Second, this study will primarily assess the reliability of initially only a few systemic inflammatory biomarkers over time, i.e., CRP, TNF-α, IL-6 and IL-1β, and exploratory investigate their association with musculoskeletal pain. These are just a selection of a large pool of inflammatory biomarkers, of which the temporal stability (i.e., test-retest reliability) of the most suitable inflammatory biomarkers has to be demonstrated. One study has been identified that investigated a large pool of inflammatory biomarkers in women with and without work-related neck/shoulder pain [14]. The authors reported statistically significantly increased levels of CRP in subjects suffering from musculoskeletal neck/shoulder pain (0.5 mg/L, 0.5–1.6) compared to subjects not suffering from musculoskeletal pain (0.5 mg/L, 0.5–0.5) and also reported a statistically significant correlation between CRP and neck/shoulder pain intensity (Spearman ρ 0.43).

Third, the secondary objectives exploratory investigate whether level of musculoskeletal pain and the level of workload exposure may be associated with the level of several systematic inflammatory biomarkers. These objectives should be approached carefully and future longitudinal studies are needed to verify causality.

Fourth, the field study proposed here involves an ambitious study design including nine repeated measures in two groups characterised by a higher and a lower physical workload on the elbow/forearm/hand-area, respectively. Additionally, we aim for twenty participants enrolled in each group with an equal ratio of men and women. These study requirements result in the recruitment of potential participants being challenging. Consequently, we may ultimately have to deal with a possibly sub-optimal ratio within and between both groups of participants regarding sex and potentially also age, BMI and smoking status.

Study strengths

First, the knowledge of and models currently describing the role of systemic inflammatory biomarkers is based on highly controlled laboratory experiments in rats [10,11]. The current study will be one of the first to attempt to investigate a selection of inflammatory biomarkers in a human population. On top, this human population is examined while working under real-life conditions. This has the advantage that the practical implications for our current explanatory models become much greater due to the higher external validity.
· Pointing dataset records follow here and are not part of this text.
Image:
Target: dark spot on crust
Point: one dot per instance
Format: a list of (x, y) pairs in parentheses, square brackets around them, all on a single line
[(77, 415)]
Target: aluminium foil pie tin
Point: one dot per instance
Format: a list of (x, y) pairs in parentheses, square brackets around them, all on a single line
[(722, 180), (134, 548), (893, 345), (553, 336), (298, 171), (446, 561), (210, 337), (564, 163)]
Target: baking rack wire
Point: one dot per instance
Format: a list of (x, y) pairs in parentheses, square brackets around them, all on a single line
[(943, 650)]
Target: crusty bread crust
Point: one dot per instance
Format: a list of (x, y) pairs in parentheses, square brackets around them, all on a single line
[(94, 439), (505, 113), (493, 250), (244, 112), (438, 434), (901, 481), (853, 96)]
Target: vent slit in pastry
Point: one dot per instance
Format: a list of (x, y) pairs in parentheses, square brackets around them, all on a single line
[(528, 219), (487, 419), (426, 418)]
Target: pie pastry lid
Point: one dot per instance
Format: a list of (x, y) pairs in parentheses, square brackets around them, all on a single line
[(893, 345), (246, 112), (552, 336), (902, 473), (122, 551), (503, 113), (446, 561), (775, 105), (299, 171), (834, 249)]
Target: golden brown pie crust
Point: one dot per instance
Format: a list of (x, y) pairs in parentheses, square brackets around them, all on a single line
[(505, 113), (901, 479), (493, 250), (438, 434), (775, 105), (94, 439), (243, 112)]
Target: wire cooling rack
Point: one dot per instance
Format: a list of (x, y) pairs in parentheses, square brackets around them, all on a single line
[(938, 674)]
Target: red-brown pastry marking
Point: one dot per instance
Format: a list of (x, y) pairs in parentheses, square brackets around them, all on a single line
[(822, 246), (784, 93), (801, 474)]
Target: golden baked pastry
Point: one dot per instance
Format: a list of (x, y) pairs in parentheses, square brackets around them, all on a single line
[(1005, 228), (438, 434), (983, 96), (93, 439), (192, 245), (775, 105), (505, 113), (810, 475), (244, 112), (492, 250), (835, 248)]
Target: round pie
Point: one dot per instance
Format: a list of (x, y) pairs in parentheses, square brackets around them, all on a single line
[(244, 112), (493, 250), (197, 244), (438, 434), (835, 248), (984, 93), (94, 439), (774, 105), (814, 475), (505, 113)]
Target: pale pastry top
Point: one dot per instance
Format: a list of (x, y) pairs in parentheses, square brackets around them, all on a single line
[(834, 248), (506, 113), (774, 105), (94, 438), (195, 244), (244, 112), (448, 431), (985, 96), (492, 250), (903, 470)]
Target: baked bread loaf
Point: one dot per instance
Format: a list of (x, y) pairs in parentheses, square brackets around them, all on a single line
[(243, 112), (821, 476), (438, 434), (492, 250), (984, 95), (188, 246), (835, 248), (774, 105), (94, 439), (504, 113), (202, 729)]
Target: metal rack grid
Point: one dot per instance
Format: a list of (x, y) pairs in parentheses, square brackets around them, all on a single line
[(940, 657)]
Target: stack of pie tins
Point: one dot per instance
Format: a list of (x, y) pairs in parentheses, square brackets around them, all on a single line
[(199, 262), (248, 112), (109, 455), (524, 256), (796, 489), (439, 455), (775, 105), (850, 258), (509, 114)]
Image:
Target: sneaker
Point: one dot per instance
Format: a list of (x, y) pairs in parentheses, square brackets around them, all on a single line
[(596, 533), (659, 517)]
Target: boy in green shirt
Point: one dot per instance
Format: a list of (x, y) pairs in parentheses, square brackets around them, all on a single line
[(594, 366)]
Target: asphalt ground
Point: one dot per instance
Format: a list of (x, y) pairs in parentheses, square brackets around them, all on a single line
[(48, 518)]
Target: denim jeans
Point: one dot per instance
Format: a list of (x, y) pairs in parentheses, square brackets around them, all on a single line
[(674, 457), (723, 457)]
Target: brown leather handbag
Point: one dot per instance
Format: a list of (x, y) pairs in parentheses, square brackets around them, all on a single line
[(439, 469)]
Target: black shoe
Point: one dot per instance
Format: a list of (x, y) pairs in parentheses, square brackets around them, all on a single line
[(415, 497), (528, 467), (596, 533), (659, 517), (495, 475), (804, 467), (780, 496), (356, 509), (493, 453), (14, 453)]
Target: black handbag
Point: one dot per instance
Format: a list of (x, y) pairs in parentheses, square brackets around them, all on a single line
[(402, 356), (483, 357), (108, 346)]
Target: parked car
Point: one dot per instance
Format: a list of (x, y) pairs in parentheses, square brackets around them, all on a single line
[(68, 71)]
Second, this study aims to determine the temporal stability of a selection of inflammatory biomarkers within a group of people having a constant work-related physical exposure during their daily occupations. We focus on the longer-term stability of the biomarkers, measuring the participants (as far as possible) before their work shift to determine the reliability of the baseline level of the selected biomarkers over time.

Supporting information

S2 File. Ethics review: Study protocol LINOS.

https://doi.org/10.1371/journal.pone.0334244.s002

(PDF)

S3 File. Translated ethics approval: LINOS.

https://doi.org/10.1371/journal.pone.0334244.s003

(PDF)

Acknowledgments

The authors would like to thank Esther Herath, head of the outpatient clinic of the Institute of Occupational and Social Medicine and Health Services Research (University Hospital of Tübingen, Germany), for her support in interpreting the differential blood analyses in the screening process and advising us on study enrollment of the screened persons.